Hence the lack of enthusiasm with which his suggestion was received.
‘What about makin’ some?’ he said tentatively.
‘We tried that last year,’ said William gloomily, ‘don’ you remember?’
‘Yes,’ said Ginger slowly, ‘I remember. They said that when they heard the bang they thought we were all killed an’ you’d’ve thought by the way they went on at us when they found we weren’t that they’d wanted us to be.’
‘We’d better not do it again,’ said Henry. ‘It was fun, but it was such a trouble gettin’ the gunpowder an’ it wasn’t the right sort when we got it. It can’t’ve been the right sort, ’cause we did it jus’ like it said to do it in the book, and it oughtn’t to have gone off like that.’
‘No, we’ve jus’ got to either get some money to buy them or get them given us,’ said Douglas.
‘Who’d give ’em us?’ asked Ginger simply.
‘Let’s ask people,’ said William hopefully, ‘let’s ask our fathers. I bet they used to have ’em when they were our age.’
‘I jolly well bet they did,’ said Ginger, ‘though I bet they’ll say they didn’t if we ask ’em. If they’d reelly been the sort of boys like what they pretend they were they must’ve been jolly funny, that’s all I can say, an’ I’m jolly glad I didn’t go to the same school as them.’
‘We
’ll ask ’em anyway,’ said Douglas and added, ‘I wonder why it’s called Guy Fawkes Day.’
‘’Cause a man called Guy Fawkes tried to blow up the House of Commons,’ said Henry. Henry was always the best informed of the Outlaws.
‘Why?’
‘’Cause he di’n’ like ’em, I s’pose.’
‘Why di’n’ he like ’em?’
‘People don’t like ’em. You should hear my father goin’ on about ’em.
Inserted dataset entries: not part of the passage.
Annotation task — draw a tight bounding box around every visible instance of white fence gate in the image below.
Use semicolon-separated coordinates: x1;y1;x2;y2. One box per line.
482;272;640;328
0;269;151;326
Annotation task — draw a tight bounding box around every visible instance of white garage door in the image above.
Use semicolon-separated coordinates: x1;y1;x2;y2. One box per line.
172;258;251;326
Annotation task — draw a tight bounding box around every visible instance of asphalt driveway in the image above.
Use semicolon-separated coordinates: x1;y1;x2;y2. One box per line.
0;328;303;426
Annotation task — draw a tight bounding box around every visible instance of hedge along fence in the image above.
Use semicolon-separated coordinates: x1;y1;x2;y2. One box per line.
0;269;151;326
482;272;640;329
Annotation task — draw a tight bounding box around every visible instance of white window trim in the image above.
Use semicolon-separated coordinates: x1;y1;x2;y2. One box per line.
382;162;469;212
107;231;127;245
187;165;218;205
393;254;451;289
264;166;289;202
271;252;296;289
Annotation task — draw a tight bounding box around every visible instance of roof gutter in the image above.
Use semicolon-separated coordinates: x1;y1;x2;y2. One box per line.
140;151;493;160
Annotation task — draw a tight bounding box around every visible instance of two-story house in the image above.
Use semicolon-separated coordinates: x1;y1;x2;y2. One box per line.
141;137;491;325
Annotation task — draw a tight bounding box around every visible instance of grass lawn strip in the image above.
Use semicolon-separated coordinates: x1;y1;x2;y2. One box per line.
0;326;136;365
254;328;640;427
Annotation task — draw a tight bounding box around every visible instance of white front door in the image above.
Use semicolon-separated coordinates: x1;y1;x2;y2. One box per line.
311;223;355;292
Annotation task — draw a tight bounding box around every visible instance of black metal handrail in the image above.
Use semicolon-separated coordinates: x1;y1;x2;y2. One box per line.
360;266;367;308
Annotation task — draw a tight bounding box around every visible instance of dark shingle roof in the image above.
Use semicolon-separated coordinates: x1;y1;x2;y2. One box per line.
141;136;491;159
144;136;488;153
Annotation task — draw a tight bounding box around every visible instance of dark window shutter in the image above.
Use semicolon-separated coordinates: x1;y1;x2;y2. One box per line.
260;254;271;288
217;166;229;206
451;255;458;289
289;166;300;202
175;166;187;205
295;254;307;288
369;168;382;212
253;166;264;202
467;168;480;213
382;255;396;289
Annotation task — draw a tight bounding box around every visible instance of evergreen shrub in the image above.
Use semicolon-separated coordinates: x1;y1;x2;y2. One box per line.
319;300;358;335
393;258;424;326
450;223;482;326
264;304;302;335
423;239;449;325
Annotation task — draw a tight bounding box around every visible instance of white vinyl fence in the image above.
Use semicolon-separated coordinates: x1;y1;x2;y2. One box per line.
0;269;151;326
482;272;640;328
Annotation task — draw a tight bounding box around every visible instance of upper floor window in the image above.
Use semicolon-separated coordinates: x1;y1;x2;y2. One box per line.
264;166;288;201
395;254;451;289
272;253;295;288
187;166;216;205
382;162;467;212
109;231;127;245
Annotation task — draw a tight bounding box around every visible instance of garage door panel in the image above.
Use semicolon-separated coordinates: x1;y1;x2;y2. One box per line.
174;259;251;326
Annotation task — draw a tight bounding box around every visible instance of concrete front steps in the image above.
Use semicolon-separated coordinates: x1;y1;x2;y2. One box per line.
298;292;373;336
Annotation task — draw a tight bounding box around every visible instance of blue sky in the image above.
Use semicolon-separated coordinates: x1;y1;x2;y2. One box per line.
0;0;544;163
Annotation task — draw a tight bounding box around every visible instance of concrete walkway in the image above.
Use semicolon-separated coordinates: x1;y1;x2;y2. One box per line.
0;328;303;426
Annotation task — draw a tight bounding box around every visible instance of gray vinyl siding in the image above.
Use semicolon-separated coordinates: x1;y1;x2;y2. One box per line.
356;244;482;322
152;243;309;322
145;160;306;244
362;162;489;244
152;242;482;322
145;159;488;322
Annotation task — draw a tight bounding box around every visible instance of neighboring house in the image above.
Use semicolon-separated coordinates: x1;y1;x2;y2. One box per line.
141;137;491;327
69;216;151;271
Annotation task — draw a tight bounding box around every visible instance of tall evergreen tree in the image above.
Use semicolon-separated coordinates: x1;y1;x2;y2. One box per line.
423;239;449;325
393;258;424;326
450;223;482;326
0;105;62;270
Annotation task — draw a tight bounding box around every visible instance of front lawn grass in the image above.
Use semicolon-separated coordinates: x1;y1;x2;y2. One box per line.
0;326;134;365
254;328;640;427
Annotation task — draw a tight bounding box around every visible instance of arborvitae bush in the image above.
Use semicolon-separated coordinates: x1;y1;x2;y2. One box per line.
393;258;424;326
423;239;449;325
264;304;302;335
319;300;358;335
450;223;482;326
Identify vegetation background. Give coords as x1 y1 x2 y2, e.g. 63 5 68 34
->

I bet he’d blow ’em up if he knew how to.’
‘Why di’n’ this man – this Guy whoever he was – blow ’em up?’
‘Dunno. I expect they sold him the wrong sort of gunpowder, same as they sold us. The sort that goes off too soon.’
‘Well, anyway, I don’t see why people have fireworks every year jus’ ’cause he di’n’ blow up the House of Commons.’
Henry thought this over for some minutes in silence. Henry never liked to own himself at a loss.
‘I know,’ he said at last. ‘They felt so sick at him not doin’ it. You see it’d’ve been such a jolly good sort of thing to watch. The House of Commons shootin’ right up into the air like that. So they started havin’ fireworks to sort of comfort themselves with. You know – tryin’ to see a bit what it’d’ve been like if he hadn’t made a mess of it. An’’ – with a rush of inspiration – ‘that’s why they burn him. ’Cause they’re so fed up with him makin’ such a mess of it.’
‘I see,’ said William, completely satisfied with the explanation. ‘Course we’ll have to have a guy too. We mustn’t forget a guy.’
‘Who’ll we have?’ said Ginger.
‘We’ll wait to see nearer the time who’s been worst to us,’ said William with an air of calm, judicial impartiality.
William approached his requests for fireworks with over-elaborate tact.
He went into the morning-room after lunch when his father was there alone reading the paper, and sat down in an arm-chair opposite him on the other side of the fireplace.